Three health systems in Texas have new affiliations with retail drug stores this year as part of a strategic focus on population health management and accountable care organizations.  At first glance, the affiliations may seem odd especially now that retail clinics are offering more primary healthcare services. Wouldn't the clinics be considered a competitive threat.

But the affiliations make more sense when viewed through the lens of managing the care of a specific population, such as patients participating in an ACO.

As health systems adopt population health management as a strategy to prepare for risk-based reimbursement arrangements, it is likely more health systems will form affiliations with retail clinics and include them in ACOs. That's because taking on risk will shift the focus from increasing patient volume to keeping people healthy and out of expensive healthcare settings.

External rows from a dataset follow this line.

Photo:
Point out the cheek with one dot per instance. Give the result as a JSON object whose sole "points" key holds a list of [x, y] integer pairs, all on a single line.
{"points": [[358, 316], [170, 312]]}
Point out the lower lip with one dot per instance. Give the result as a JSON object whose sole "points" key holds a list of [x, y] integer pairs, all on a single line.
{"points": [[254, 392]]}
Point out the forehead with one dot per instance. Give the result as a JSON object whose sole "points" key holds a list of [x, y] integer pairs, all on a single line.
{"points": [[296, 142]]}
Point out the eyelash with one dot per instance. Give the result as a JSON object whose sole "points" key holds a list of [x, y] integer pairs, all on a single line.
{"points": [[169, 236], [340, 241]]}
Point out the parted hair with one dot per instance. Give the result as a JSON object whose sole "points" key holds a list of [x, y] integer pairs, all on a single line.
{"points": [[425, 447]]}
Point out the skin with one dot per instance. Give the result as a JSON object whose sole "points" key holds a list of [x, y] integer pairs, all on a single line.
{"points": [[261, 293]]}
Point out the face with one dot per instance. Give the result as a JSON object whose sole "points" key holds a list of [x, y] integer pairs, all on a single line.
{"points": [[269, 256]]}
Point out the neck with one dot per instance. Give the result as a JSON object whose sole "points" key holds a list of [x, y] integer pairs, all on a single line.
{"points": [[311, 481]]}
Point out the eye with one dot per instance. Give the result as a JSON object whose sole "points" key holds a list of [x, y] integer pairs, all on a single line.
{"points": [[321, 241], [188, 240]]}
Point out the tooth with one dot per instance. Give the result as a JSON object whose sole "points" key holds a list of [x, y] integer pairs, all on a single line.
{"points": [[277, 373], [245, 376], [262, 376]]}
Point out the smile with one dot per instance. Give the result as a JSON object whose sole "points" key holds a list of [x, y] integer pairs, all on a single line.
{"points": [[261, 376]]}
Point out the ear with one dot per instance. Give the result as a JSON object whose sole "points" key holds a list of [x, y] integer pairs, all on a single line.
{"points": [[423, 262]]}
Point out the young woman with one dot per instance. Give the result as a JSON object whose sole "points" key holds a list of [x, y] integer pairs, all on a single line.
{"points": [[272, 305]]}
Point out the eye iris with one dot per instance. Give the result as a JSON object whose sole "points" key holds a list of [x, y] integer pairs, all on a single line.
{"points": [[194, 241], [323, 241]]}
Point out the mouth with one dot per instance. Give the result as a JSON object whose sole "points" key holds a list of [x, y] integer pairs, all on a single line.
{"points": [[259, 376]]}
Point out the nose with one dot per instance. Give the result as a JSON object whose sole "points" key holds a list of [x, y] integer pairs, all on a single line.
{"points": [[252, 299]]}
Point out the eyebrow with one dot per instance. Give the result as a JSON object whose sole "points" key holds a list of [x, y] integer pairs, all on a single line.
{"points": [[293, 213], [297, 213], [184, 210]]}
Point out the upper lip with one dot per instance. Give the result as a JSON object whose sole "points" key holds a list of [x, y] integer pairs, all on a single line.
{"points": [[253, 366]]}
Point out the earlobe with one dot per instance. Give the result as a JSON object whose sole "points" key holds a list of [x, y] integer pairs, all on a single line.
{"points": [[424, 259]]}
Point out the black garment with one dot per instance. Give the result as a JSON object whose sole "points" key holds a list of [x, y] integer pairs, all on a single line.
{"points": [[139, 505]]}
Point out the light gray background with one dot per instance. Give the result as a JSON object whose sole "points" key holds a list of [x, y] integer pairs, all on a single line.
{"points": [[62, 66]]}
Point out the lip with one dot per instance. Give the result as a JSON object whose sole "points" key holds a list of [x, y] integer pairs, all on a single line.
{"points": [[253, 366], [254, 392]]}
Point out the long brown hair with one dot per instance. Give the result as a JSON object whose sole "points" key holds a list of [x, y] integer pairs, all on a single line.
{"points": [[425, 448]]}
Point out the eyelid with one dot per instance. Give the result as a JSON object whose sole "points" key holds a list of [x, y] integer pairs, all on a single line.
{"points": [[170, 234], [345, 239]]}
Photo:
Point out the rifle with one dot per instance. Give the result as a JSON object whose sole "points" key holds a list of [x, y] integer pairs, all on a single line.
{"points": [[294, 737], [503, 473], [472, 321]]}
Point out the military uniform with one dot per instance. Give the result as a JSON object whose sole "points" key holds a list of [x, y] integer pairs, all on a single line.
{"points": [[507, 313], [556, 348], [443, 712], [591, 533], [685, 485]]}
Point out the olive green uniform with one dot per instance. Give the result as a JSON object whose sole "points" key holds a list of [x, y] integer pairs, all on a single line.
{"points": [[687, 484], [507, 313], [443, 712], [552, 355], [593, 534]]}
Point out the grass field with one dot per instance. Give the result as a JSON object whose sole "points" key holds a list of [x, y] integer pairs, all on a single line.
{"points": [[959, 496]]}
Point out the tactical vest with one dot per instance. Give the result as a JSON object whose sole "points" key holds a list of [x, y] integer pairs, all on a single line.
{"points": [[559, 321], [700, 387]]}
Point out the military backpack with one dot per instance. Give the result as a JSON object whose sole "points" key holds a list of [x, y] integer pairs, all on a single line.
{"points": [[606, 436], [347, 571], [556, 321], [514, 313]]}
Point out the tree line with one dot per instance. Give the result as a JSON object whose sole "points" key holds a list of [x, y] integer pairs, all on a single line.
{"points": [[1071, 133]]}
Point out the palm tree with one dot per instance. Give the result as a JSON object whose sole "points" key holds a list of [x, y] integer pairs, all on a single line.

Texas Health Resources, the largest health system in the Dallas metro area, has a new deal with CVS/MinuteClinic while its rival, Baylor Health Care System, is paired with Walgreens Healthcare Clinics. In Austin, Seton Healthcare Family is affiliated with RediClinic, a subsidiary of Rite Aid. All of these health systems operate ACOs, and have added retail clinics to their care coordination networks.

Large health systems and retail clinics have been affiliating for several years, but these developments in Texas are significant because retail clinics are now key access points for the care coordination needed to manage patients in ACOs. In the recent deals in Dallas and Austin, physicians employed by the health systems supervise nurse practitioners at the clinics. In turn, the clinics display the health systems brand names, send treatment notes to the employed physicians, and refer patients who need a higher level of care to the health systems.

Without affiliations between retail clinics and health systems, patients could visit the clinics and their primary-care physicians wouldn't have a clue about their medical problems or treatments. This is particularly problematic for an ACO.  Such lack of communication can create gaps in clinical information and become a barrier for the patient-centered model of care, which emphasizes care coordination and serves as the foundation of ACOs.

For a health system that has adopted population health management as a key strategy, it makes a lot of sense to partner with companies that offer access to patients in growing areas, communicate with primary-care physicians, and provide a steady stream of referrals. Affiliations with retail clinics also allow health systems to touch more lives in a large geographic area and maintain market share despite a shortage of primary care physicians or capital funds.

As ACOs continue to gain their footing nationally and become a bigger part of the post-Affordable Care Act healthcare system fabric, lower-cost access points for care such as retail drug stores could serve a dual purpose for health systems: An efficient delivery system for healthcare services ACO members need and a conduit for patient communication needed to make an ACO effective.